To investigate the efficacy and safety of switching from oral morphine to oral oxycodone and to evaluate this regimen in patients with renal impairment
Patients were rotated from controlled-release (CR) oral morphine to oral oxycodone CR via a 3:2 ratio. Immediate-release (IR) oxycodone was used for breakthrough pain (BTP) at 1/6 of the 24-hour oxycodone dose. If pain intensity was rated as moderate to severe or if more than 3 rescue doses of IR oxycodone were administered in 24 hours, oxycodone was titrated upward. If untoward side effects were experienced, the oxycodone dose was titrated downward. Patients were deemed successful if pain control was adequate for 10 days. Pharmacokinetic evaluation for renal impairment was conducted on patients with adequate relief.

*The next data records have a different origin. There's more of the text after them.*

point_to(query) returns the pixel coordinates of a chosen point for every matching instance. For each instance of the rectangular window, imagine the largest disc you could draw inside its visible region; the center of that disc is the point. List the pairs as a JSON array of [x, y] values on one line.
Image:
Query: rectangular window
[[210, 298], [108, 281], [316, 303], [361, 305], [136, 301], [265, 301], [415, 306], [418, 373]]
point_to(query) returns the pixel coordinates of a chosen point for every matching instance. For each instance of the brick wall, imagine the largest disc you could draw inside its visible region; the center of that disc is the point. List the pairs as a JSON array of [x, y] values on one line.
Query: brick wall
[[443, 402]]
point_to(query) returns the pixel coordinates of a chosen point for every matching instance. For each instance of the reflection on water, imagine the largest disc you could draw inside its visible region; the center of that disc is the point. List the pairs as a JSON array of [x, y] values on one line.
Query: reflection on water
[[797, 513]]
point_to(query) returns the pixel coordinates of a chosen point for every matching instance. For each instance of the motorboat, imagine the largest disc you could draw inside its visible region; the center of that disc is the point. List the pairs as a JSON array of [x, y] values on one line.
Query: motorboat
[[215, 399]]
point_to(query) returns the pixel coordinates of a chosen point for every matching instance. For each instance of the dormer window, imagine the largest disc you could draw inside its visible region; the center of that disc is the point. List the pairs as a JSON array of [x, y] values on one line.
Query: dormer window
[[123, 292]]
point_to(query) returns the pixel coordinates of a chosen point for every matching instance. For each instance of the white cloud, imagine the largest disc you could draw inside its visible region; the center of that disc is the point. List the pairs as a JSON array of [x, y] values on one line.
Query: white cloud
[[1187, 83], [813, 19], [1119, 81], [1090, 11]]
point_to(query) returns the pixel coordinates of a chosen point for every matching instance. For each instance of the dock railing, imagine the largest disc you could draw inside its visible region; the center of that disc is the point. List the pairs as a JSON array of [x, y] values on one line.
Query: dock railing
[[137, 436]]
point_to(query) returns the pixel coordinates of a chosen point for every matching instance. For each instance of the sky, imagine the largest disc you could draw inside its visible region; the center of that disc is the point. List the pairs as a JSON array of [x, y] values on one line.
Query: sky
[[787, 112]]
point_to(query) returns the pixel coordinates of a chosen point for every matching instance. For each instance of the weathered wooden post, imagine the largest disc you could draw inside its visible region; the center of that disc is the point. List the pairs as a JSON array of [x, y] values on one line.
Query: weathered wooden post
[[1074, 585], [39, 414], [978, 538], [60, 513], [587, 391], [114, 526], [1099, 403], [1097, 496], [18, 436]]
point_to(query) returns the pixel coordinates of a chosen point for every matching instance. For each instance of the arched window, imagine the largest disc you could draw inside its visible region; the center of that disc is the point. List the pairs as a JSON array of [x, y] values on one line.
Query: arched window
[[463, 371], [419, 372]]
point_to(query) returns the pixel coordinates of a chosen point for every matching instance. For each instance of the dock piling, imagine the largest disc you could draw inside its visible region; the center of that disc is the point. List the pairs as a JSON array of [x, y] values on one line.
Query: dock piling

This study was a multisite, outpatient setting study conducted at 14 sites in Japan.
This was a multicenter, open label, dose-titration study.
Rotation to oral oxycodone for patients who had inadequate pain control or significant adverse events with morphine was successful. Retention of oxycodone metabolites did not seem to exist in patients with renal compromise.
Oxycodone can be recommended as an alternative to morphine, and patients may experience fewer adverse events with oxycodone. Patients with renal compromise may benefit from oxycodone over morphine as morphine contributes to metabolite accumulation, leading to potential oversedation or adverse events.